Role decomposition (Editor, Designer, Reviewer) matches the actual design process, making multi-agent collaboration more effective than generic "agent discussion."
Training-free approaches are highly valuable for scientific posters due to the rapid evolution of academic domains and styles, reducing maintenance costs.

Limitations & Future Work¶

Content density is not yet optimal; some areas may suffer from under-utilization or insufficient local information.
Evaluation still relies on MLLM judges, which do not perfectly mirror human preferences.
Performance is bottlenecked by the accuracy of the initial parser and asset matcher.
Visual diversity remains limited by standardized fonts and color schemes.

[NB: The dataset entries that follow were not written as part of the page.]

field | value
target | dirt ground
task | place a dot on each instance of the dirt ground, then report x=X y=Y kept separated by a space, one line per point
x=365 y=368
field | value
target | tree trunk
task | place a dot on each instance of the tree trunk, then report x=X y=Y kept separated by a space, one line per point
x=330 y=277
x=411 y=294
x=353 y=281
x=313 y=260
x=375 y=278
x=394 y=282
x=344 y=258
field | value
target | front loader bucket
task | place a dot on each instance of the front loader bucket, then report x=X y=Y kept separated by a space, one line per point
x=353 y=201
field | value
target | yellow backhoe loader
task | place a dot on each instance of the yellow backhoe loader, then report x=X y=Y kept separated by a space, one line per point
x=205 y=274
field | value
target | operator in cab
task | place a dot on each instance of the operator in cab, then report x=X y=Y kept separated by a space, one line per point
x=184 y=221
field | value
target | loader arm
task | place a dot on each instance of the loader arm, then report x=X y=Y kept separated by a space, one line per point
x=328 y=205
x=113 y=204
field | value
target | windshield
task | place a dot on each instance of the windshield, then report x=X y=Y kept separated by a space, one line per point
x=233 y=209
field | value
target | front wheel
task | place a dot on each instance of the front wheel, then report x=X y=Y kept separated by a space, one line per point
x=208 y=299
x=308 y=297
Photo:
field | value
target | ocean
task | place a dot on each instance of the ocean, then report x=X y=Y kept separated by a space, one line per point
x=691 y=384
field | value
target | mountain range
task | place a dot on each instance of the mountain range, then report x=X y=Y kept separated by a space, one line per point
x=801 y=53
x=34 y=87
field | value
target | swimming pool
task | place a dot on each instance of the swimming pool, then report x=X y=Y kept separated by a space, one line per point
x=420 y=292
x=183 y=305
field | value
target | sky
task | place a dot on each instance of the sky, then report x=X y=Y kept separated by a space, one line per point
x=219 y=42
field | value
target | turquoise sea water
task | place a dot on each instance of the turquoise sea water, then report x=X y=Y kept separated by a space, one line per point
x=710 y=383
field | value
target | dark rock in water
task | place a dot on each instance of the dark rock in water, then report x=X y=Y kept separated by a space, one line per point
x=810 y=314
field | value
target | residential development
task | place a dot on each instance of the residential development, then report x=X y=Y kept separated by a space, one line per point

vs P2P: P2P uses instruction tuning for pipeline collaboration; PosterForest uses a training-free Poster Tree to inject hierarchical info.
vs Paper2Poster: Paper2Poster is more sequential; PosterForest emphasizes joint modification of content and layout on a unified tree.
Insights: For any structured document generation (slides, reports, cards), constructing a "Semantic Tree + Layout Tree" intermediate representation is a promising path for controllable generation.

Rating¶

Novelty: ⭐⭐⭐⭐☆ The combination of Poster Tree and hierarchical multi-agent collaboration is highly suited for the task.
Experimental Thoroughness: ⭐⭐⭐⭐☆ Comprehensive human and automated evaluations, though more quantitative ablation numbers could be added.
Writing Quality: ⭐⭐⭐⭐☆ Clear diagrams and logical flow.
Value: ⭐⭐⭐⭐☆ Highly practical for scientific communication and automated typesetting tools.